Cooper was still shooting, but he couldn't fight them all, and just as he thought he would be overwhelmed, a cry went out among the remaining Nocturnals–a ring of crossbow-wielding men stood at the top of the pit, looking down on the fray below and shooting down the frantic vampires.  And at the front of the newcomers, Duncan and Lupin stood.  Klaus and Lance stopped and looked up at the men, both sword fighters were covered in cuts and gashes.  Lance thrusted at Klaus’s stomach but the vampire chief looked down and parried, then leapt onto the wall of the shaft and scrambled up.  Lance would have followed, but he remembered the Blood Wand, so he turned around and ran to the circle of standing stones, slaying the remaining chanters; he plunged his gloved hand into the boiling blood, and withdrew the Wand.  He ripped off his other glove, and ran a knife along his exposed palm, muttering the incantation as he did so.  He slathered the Wand in his blood, stated his name and spoke a royal command to the demons to stay put, and broke it into seven pieces.  He ran after Klaus.  The vampire chief, still robed in black was running away, across a farmer’s field, Lance, blood dripping from his wound, chased after him.  Klaus stopped at the top of a hill, an old tractor behind him.
“What?!  How could you have broken the Wand’s spell?  You’re not an English king or prince!”  Klaus screeched.  Lance smiled and threw the seven fragments of wood to Klaus.
“Well, my mother’s maiden name was Pendragon.”  He grinned.  Klaus froze and clenched his eyes shut.
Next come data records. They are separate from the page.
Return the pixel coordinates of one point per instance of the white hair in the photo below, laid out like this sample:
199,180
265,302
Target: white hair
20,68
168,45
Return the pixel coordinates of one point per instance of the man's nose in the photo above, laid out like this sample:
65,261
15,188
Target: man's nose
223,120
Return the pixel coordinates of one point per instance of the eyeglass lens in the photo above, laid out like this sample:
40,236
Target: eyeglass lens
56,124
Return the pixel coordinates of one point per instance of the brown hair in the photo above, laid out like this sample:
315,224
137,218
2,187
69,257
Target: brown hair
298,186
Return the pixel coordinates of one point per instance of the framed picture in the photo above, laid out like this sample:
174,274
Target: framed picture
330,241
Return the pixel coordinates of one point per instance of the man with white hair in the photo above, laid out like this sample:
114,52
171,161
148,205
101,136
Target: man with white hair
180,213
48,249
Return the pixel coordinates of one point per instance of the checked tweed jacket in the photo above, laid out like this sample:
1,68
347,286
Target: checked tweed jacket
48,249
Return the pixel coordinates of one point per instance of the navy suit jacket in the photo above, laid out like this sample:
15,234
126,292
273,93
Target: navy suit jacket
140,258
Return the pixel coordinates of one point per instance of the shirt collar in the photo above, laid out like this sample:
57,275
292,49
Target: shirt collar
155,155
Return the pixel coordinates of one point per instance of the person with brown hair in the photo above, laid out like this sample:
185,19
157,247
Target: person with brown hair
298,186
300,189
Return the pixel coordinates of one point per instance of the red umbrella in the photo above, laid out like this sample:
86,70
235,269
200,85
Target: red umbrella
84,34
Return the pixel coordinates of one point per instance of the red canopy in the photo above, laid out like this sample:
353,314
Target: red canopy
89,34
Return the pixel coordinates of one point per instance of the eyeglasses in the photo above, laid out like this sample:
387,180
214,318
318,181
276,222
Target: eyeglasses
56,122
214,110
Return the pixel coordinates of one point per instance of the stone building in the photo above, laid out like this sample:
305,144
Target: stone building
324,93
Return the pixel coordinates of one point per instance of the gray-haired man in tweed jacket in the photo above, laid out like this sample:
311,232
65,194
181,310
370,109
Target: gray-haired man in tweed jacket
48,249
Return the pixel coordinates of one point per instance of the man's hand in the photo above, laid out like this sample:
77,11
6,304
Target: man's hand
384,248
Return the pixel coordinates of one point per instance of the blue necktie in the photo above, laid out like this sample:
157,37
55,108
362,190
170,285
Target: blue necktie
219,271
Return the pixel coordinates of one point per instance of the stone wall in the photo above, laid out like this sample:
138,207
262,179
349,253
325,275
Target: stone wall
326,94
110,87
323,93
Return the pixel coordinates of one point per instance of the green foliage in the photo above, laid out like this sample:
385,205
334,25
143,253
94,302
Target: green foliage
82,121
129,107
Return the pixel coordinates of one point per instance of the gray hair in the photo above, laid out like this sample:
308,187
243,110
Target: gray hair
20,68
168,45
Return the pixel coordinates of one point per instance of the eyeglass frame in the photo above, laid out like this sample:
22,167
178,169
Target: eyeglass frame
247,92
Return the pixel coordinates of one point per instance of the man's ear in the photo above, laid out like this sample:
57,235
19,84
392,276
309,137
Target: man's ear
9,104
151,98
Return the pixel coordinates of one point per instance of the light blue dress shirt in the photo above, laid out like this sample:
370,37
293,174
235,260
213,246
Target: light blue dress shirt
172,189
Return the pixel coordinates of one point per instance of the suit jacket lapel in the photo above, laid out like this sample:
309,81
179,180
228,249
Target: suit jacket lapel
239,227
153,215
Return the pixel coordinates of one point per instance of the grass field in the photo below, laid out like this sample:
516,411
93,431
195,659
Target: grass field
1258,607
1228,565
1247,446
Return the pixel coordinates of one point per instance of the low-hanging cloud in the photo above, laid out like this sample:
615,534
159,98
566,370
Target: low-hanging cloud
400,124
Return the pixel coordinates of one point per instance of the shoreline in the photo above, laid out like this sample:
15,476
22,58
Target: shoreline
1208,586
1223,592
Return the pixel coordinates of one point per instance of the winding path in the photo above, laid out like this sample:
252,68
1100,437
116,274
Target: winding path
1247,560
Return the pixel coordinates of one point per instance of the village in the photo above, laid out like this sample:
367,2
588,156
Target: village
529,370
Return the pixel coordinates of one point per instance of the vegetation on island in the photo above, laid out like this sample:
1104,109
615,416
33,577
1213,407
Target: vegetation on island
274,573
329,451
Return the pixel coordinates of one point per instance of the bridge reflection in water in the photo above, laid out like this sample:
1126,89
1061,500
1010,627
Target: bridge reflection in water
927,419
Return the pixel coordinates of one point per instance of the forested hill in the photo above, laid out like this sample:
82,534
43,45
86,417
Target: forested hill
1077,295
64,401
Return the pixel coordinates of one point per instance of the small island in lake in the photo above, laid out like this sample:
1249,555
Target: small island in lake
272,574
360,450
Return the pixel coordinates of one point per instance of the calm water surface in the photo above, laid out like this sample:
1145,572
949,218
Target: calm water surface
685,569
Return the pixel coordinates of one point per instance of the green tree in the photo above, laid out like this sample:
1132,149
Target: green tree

“No!  No!  NO!  I will return, Pendragon!  I’ll repair the Wand!  I will come back!”  Klaus screamed, tears streaming from his red eyes.  Lance smiled again.
“I don’t think so.”
Klaus looked behind himself;  he saw an old tractor and canisters of kerosene.  Kerosene?  Klaus started to stumble away but Lance raised his gun and fired.  
The barrels, Klaus, and the tractor disappeared into the inferno.  
Lance exhaled, staring at the charred spot on the ground where Klaus had stood a moment before.  He turned and looked for Ruthven; all  he saw was a black horse-drawn carriage disappearing over the horizon.  Just then Cooper and Duncan ran up.  Cooper looked the remains of the tractor.
“Hey!  My old tractor!”  he yelled.  Lance and Duncan chuckled.
After Duncan explained what had happened; how he had gone home, his parents had grounded him after tending his gash, but his story was so absurd about vampires that they called a doctor, who called the police, who called the Yard who came to save the day.  The three of them, plus Lupin, sat on the brink of the circular shaft, bandaging wounds and wiping sweat from brows.  Cooper took a thermos off his belt.
“Tea, anyone?”
* * *
The DPIR plane picked Lance up around seven in the morning.  After saying good-bye to Duncan and Cooper, Lance got in and the aircraft flew off.  Grey lounged over to where Lance reclining.
“I trust things went well?”  Grey asked.
Lance nodded.
“Where’s the Blood Wand?  We wanted to study it,”  Grey frowned.
“Too powerful.  Had to destroy it,”  Lance said, yawning lazily.  Grey scowled and grumbled.
“Very well.  But now there’s a new mission.  There’s been a recent archaeological dig in Poland, a spell book has been uncovered.  We want you to check it out. Sal is already there,”  he told Lance, who nodded sleepily.
“How long until we get there?”  he asked his handler.
“Two or so hours.”
“Good, just enough time for a nap,”  Lance yawned extravagantly once again, that strange prophecy flitting back to the darker recesses of his mind, forgotten, for now.